Iran’s Oil Minister Bijan Zanganeh said Wednesday his country supported steps taken by other major producers that could stabilise the market and lead to price hikes for crude.
But after a meeting with his Iraqi, Venezuelan and Qatari counterparts in Tehran, a day after Saudi Arabia, Russia and several other big producers agreed to freeze output, Zanganeh did not say Iran would follow suit.
“We look forward to the beginning of cooperation between OPEC and non-OPEC countries and we support any measure that can stabilise the market and increase prices,” he was quoted as saying by the ministry’s news service, Shana.
“This is a first step but we need others. We look forward to the start of cooperation between OPEC and non-OPEC countries.”
Zanganeh’s comments came a day after Saudi Arabia, OPEC’s kingpin, and Russia, which is not a member of the cartel, agreed to cap output at January levels after months of low prices caused by a global supply glut.
Venezuela, Qatar and Kuwait also signed on, but all agreed the move was conditional on other major producers joining in.

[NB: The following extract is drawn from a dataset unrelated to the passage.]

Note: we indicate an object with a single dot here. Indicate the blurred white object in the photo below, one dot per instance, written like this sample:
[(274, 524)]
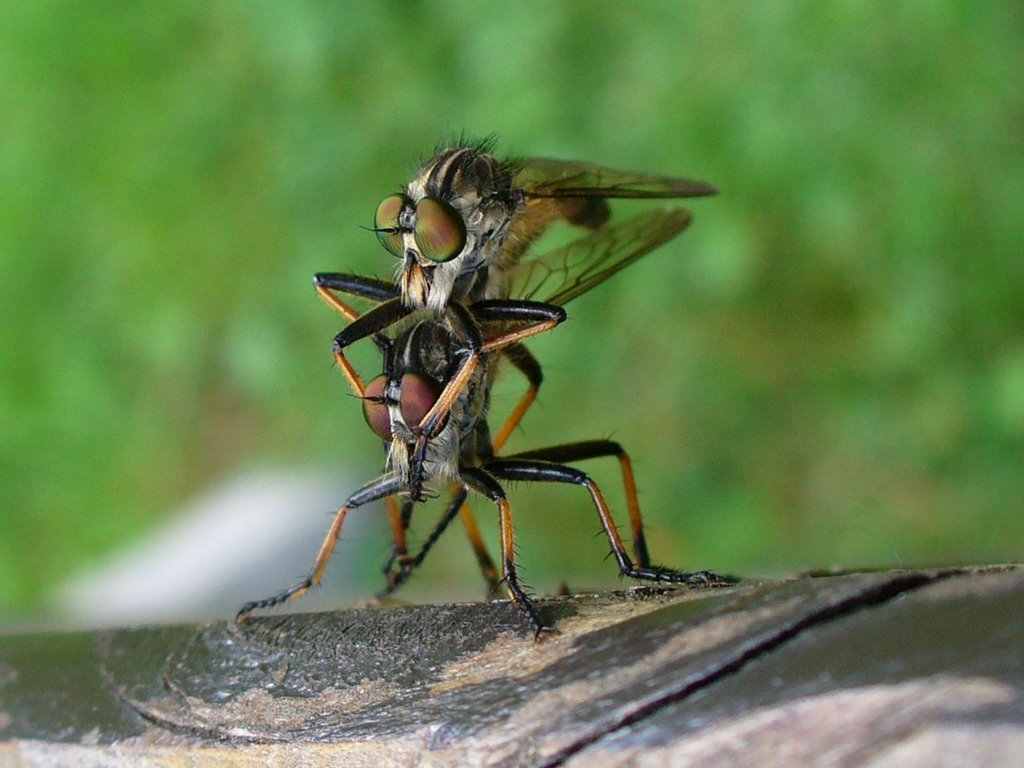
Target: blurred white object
[(246, 540)]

The Islamic republic has long said it must pump more oil — despite plunging prices — as it seeks to regain market share lost during a US- and European-imposed embargo that flattened its exports.
Zanganeh had said Tuesday that Iran “won’t relinquish” its market share but added that “there was room for discussion and examination” of moves to fix a production ceiling.
However before Wednesday’s talks Mehdi Asali, Iran’s director general of OPEC Affairs at the oil ministry, blamed other producers for creating a glut and signalled Tehran would not change course.
Iran has ramped up production since last month after sanctions were lifted on its energy sector when an agreement with world powers on its nuclear programme was implemented.
Iran had been producing around 2.8 million barrels per day, around one million of which were exported, but after the nuclear deal it announced an immediate hike of 500,000 bpd. A further 500,000 bpd are planned to be added by the end of 2016.